Kawato located the difficulties of democratisation in the political culture in Central Asia. “The people in Central Asia have become accustomed to authoritarian practices over hundreds of years,” he said. “If you’re not authoritarian enough, you will be taken as a weak leader and you won’t be respected. You cannot easily change the national mentality.” Goldston of Human Rights Watch disagreed: “This kind of approach does a disservice to the people of Uzbek who are suffering extreme repression from their government.”

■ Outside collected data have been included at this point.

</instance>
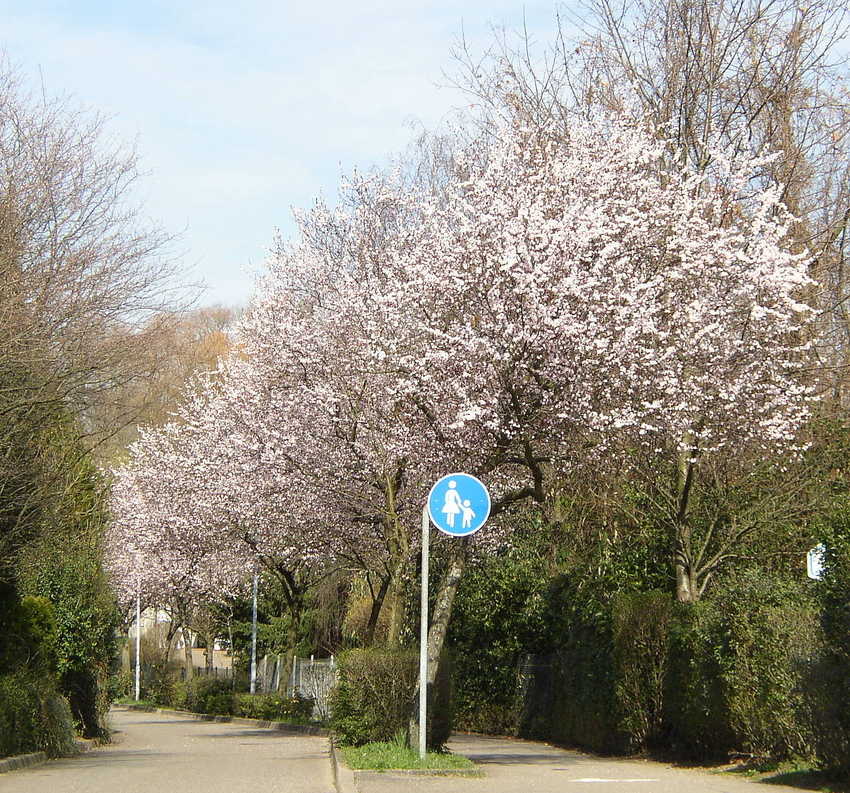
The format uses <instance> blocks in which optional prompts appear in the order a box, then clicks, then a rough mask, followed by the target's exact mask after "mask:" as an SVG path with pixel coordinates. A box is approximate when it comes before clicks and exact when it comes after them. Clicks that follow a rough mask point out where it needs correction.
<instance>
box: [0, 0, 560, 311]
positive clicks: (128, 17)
mask: <svg viewBox="0 0 850 793" xmlns="http://www.w3.org/2000/svg"><path fill="white" fill-rule="evenodd" d="M554 8H555V6H554V2H553V1H552V0H549V1H548V2H526V3H525V4H522V3H519V2H507V0H489V2H479V1H478V0H475V1H474V2H465V3H463V4H458V3H454V2H443V0H439V2H431V3H424V2H409V3H408V2H404V0H361V1H360V2H343V1H341V0H329V1H322V0H317V1H316V2H287V0H282V2H260V1H259V0H248V1H247V2H241V3H238V4H236V3H220V2H217V1H216V2H203V3H202V2H179V0H178V1H175V2H163V1H161V0H156V1H155V2H143V1H141V0H140V2H134V3H130V2H119V1H118V0H114V1H113V2H106V1H103V0H102V1H100V2H93V1H91V0H77V1H76V2H74V1H72V0H67V2H60V1H59V0H56V1H55V2H43V1H42V0H29V2H26V3H24V2H23V0H17V2H10V1H9V0H0V13H2V19H3V26H2V29H0V46H2V47H3V48H4V49H5V51H6V54H7V56H8V58H9V59H10V60H11V61H12V62H13V63H14V64H16V65H18V66H19V67H20V69H21V70H22V72H23V74H24V75H25V77H26V79H28V80H30V81H31V82H32V84H33V85H34V86H36V87H37V86H38V85H39V80H41V79H42V76H43V81H44V85H45V86H46V88H47V91H48V93H51V94H63V93H67V94H71V95H72V96H73V97H74V99H75V101H77V102H79V103H80V104H82V105H85V106H86V107H89V108H92V109H95V110H98V111H100V112H102V113H103V114H105V115H106V116H108V117H109V119H110V121H109V127H110V130H111V131H113V132H114V133H116V134H117V135H118V136H120V137H121V138H123V139H125V140H127V141H130V142H132V141H135V142H136V145H137V149H138V152H139V154H140V158H141V165H142V168H143V170H144V171H145V172H146V174H145V177H144V179H143V180H142V182H141V184H140V186H139V197H140V199H141V200H142V201H143V202H144V206H145V211H146V212H147V214H149V215H150V216H151V217H152V218H154V219H155V220H156V221H157V222H159V223H160V224H161V225H162V226H164V227H165V228H166V229H167V230H168V231H170V232H179V233H181V237H180V240H179V242H178V244H177V248H178V249H179V250H180V251H181V252H182V261H183V263H184V265H185V268H186V271H187V273H188V274H189V275H190V277H194V278H196V279H198V278H200V279H202V280H204V281H205V282H206V283H207V284H208V287H209V288H208V290H207V291H206V293H205V294H204V296H203V298H202V301H201V302H202V303H216V302H221V303H225V304H229V305H233V304H241V303H244V302H245V301H246V300H247V298H248V296H249V294H250V292H251V289H252V284H253V276H252V273H255V272H256V271H258V270H259V269H260V268H261V267H262V263H263V260H264V258H265V256H266V253H267V251H268V249H269V246H270V245H271V244H272V241H273V238H274V234H275V230H276V229H280V231H281V232H282V233H283V235H284V236H291V234H292V233H293V224H292V220H291V208H292V207H299V206H307V205H309V204H310V203H311V202H312V201H313V199H314V198H315V197H316V196H318V195H320V194H321V195H323V196H325V197H326V198H329V199H333V197H334V195H335V193H336V185H337V183H338V181H339V176H340V173H342V172H345V173H347V172H350V171H351V170H352V169H353V168H354V167H361V168H367V167H370V166H372V165H375V164H378V165H380V164H382V163H383V162H385V161H386V159H387V157H388V156H389V155H392V154H394V153H397V152H398V151H400V150H402V149H403V148H404V147H405V145H406V144H407V143H408V142H409V141H410V140H411V137H412V135H413V133H412V131H411V128H410V122H411V121H415V122H418V123H421V124H424V125H425V126H426V127H429V128H433V127H435V126H437V125H438V124H439V123H440V122H441V121H442V120H443V119H445V117H446V116H447V114H449V113H450V111H451V110H452V108H454V107H457V106H459V105H462V104H463V101H464V100H463V97H462V96H461V95H460V94H459V92H458V91H456V90H455V89H452V88H448V87H441V86H445V85H446V84H447V80H446V79H445V77H444V75H443V71H444V70H451V67H452V64H451V59H450V54H449V51H450V48H451V45H452V43H453V42H454V41H455V40H456V39H457V37H458V35H459V33H460V31H461V26H463V30H464V33H465V35H466V38H467V41H468V42H470V43H471V44H472V47H473V48H474V49H481V48H483V47H484V46H486V45H487V44H488V43H490V41H491V28H492V26H493V25H497V26H499V25H503V26H505V27H508V28H512V29H513V28H518V27H519V26H521V25H522V22H523V14H524V15H525V20H526V24H527V26H528V29H529V30H530V31H531V32H532V33H534V34H537V35H538V36H539V37H540V38H541V39H545V38H546V36H547V32H548V31H550V30H551V29H552V27H553V20H554ZM40 75H41V76H40Z"/></svg>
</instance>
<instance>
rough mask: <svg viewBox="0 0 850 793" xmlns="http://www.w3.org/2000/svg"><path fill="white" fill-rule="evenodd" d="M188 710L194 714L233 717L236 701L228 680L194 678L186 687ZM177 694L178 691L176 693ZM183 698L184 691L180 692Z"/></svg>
mask: <svg viewBox="0 0 850 793" xmlns="http://www.w3.org/2000/svg"><path fill="white" fill-rule="evenodd" d="M185 692H186V694H185V696H186V706H185V707H186V710H190V711H192V712H193V713H214V714H217V715H222V716H232V715H233V713H234V711H235V708H236V701H235V696H234V694H233V687H232V686H231V684H230V681H228V680H217V679H216V678H211V677H193V678H192V679H191V680H189V681H187V683H186V686H185ZM174 693H175V694H176V693H177V692H176V691H175V692H174ZM180 694H181V697H182V691H181V692H180Z"/></svg>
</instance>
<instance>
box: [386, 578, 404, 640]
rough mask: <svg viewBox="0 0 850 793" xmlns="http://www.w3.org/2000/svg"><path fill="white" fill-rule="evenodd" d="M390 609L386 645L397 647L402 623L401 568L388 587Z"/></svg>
mask: <svg viewBox="0 0 850 793" xmlns="http://www.w3.org/2000/svg"><path fill="white" fill-rule="evenodd" d="M390 609H391V610H390V624H389V628H388V630H387V647H398V646H399V637H400V636H401V629H402V626H403V625H404V592H403V591H402V581H401V570H397V571H396V573H395V575H394V576H393V581H392V585H391V589H390Z"/></svg>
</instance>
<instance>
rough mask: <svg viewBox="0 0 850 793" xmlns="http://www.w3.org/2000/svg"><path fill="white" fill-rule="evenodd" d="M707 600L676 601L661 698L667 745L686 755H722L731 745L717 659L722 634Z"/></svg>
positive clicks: (729, 731)
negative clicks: (662, 691) (718, 650)
mask: <svg viewBox="0 0 850 793" xmlns="http://www.w3.org/2000/svg"><path fill="white" fill-rule="evenodd" d="M718 616H719V613H718V610H717V609H716V608H715V607H714V605H713V604H712V603H711V602H710V601H705V600H704V601H700V602H697V603H692V604H688V605H682V604H676V616H675V619H674V620H673V623H672V626H671V631H670V656H669V661H668V676H667V682H666V685H665V697H664V724H665V732H666V735H667V748H668V750H669V751H670V752H671V753H672V754H673V755H674V756H677V757H681V758H683V759H686V760H698V759H718V758H721V759H722V758H723V756H724V755H725V753H726V752H727V751H728V749H729V747H731V746H733V745H734V735H733V733H732V730H731V727H730V725H729V715H728V710H727V706H726V698H725V696H724V690H723V682H722V677H721V666H720V661H719V658H718V655H717V652H716V649H717V648H715V646H714V644H713V642H714V641H716V640H717V639H718V637H719V636H720V635H721V633H722V629H721V627H720V626H719V625H718Z"/></svg>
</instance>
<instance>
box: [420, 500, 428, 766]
mask: <svg viewBox="0 0 850 793" xmlns="http://www.w3.org/2000/svg"><path fill="white" fill-rule="evenodd" d="M430 535H431V527H430V525H429V520H428V508H427V507H422V608H421V612H420V620H419V756H420V757H421V758H422V759H424V758H425V751H426V745H425V742H426V737H425V736H426V726H427V717H428V561H429V560H428V552H429V547H428V546H429V544H430V540H431V536H430Z"/></svg>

Looking toward the future Kawato recommended greater cooperation among the five Central Asian countries. “Despite all the mutual jealousies, we hope that they will form a kind of loose regional entity,” he said. “Each country is too small to be regarded as a sizable market. A loose consolidation is the only way to promote and preserve independence and economic prosperity.” Kawato looked to the Conference on Security and Cooperation in Europe as a model that could confirm territorial borders, reinforce the status quo, and assure the countries of the region that the big powers were no longer interested in playing a “great game” in the region.
But most important, Kawato concluded, was respect. “I sometimes have observed a kind of negligence and ignorance and even contempt from Westerners toward Central Asian countries,” he said. “But these countries are even older than we are. They are one of the origins of our civilisations. We should have more respect for them as independent entities.”